Am 6. Februar 2023 11:18:06 UTC schrieb "Philippe Mathieu-Daudé"
<phi...@linaro.org>:
>On 6/2/23 11:54, Andrea Bolognani wrote:
>> On Thu, Feb 02, 2023 at 10:22:15AM +0530, Sunil V L wrote:
>>> + object_class_property_add(oc, "acpi", "OnOffAuto",
>>> + virt_get_acpi, virt_set_acpi,
>>> + NULL, NULL);
>>> + object_class_property_set_description(oc, "acpi",
>>> + "Enable ACPI");
>>
>> The way this works on other architectures (x86_64, aarch64) is that
>> you get ACPI by default and can use -no-acpi to disable it if
>> desired. Can we have the same on RISC-V, for consistency?
>
>-no-acpi rather seems a x86-specific hack for the ISA PC machine,
... for the i440FX/PIIX machine, to be precise. There it controls the presence
of the PIIX ACPI controller and surely also the generation of ACPI tables. ACPI
wasn't a thing in pure ISA times, so the switch doesn't make much sense for the
ISA machine.
Here, for RISC-V, the "acpi" switch seems to just control the generation of
ACPI tables which has quite different semantics than -no-acpi.
>and
>has a high maintenance cost / burden.
>
>If hardware provides ACPI support, QEMU should expose it to the guest.

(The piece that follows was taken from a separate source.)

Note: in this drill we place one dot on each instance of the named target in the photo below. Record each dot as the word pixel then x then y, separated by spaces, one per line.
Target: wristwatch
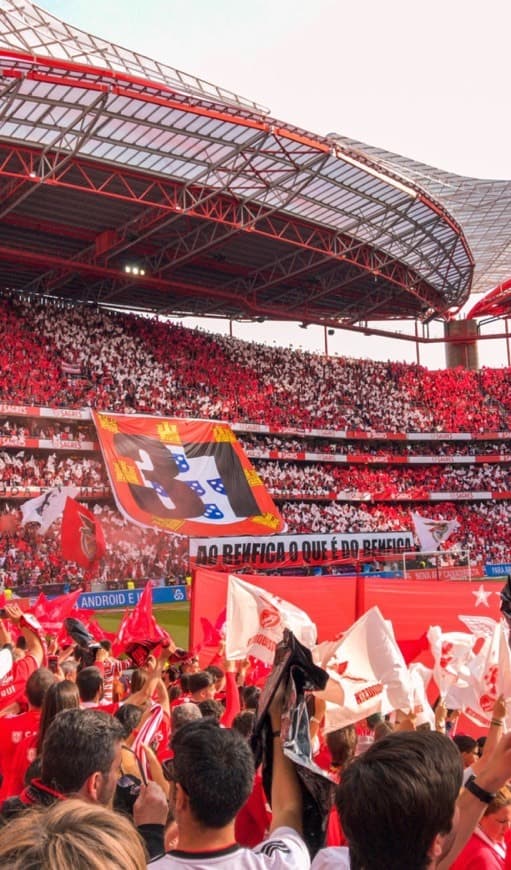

Yes, I fully agree with both points.
>
>Actually, what is the value added by '-no-acpi'?
IIUC, it allows the PC machine to emulate a PCI PC without an ACPI bios.
Unfortunately, it also omits the instantiation of the... erm... Frankenstein
PIIX4_ACPI device which seems quite unnecessary to achieve that goal. Just
always instantiating it seems much simpler.